Question

In a bag of skittles 12 are yellow, 10 purple, 8 red, 9green and 22 orange. If 5 were selected from the bag. Calculate using counting technique what is the probability that:
A). exactly 2 are red
B). At most 2 are red

Answer 1

Answer:

a) 11.03% probability that exactly two are red.

b) 98.64% probability that at most 2 are red.

Step-by-step explanation:

A probability is the number of desired outcomes divided by the number of total outcomes.

In this question, the order in which the skittles are chosen is not important.
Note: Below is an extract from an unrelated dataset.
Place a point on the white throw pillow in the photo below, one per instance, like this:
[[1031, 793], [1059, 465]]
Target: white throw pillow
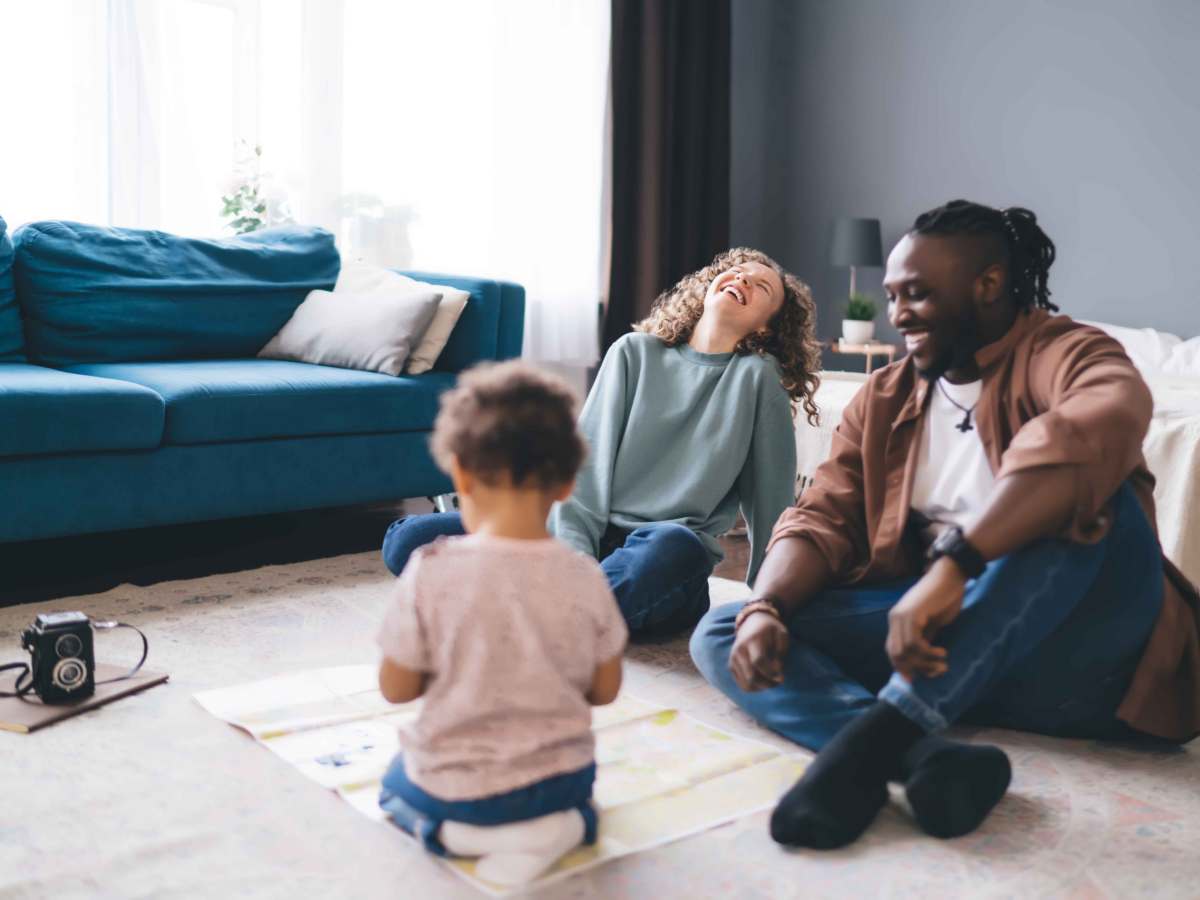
[[375, 333], [1185, 359], [364, 279], [1147, 349]]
So we use the combinations formula to solve this question.

Combinations formula:

$C_{n,x}$ is the number of different combinations of x objects from a set of n elements, given by the following formula.

$C_{n,x} = \frac{n!}{x!(n-x)!}$

In this question:

12 + 10 + 8 + 9 + 22 = 61 skittles.

A). exactly 2 are red

Desired outcomes:

2 red, from a set of 8.

3 non-red, from a set of 61 - 8 = 53.

So

$D = C_{8,2}*C_{53,3} = \frac{8!}{2!(8-2)!}*\frac{53!}{3!(53-3)!} = 655928$

Total outcomes:

Five skittles from a set of 61. So

$T = C_{61,5} = \frac{61!}{5!(61-5)!} = 5949147$

Probability:

$p = \frac{D}{T} = \frac{655928}{5949147} = 0.1103$

11.03% probability that exactly two are red.

B). At most 2 are red

Desired outcomes:

None red(5 from a set of 53)...

One red(from a set of 8), and four non-read(4 from a set of 53).

Two red(655928), as found in a.

So

$D = C_{53,5} + C_{8,1}*C_{53,4} + 655928 = \frac{53!}{5!48!} + \frac{8!}{1!7!}*\frac{53!}{4!49!} + 655928 = 5868213$

Total outcomes:

Five skittles from a set of 61. So

$T = C_{61,5} = \frac{61!}{5!(61-5)!} = 5949147$

Probability:

$p = \frac{D}{T} = \frac{5868213}{5949147} = 0.9864$

98.64% probability that at most 2 are red.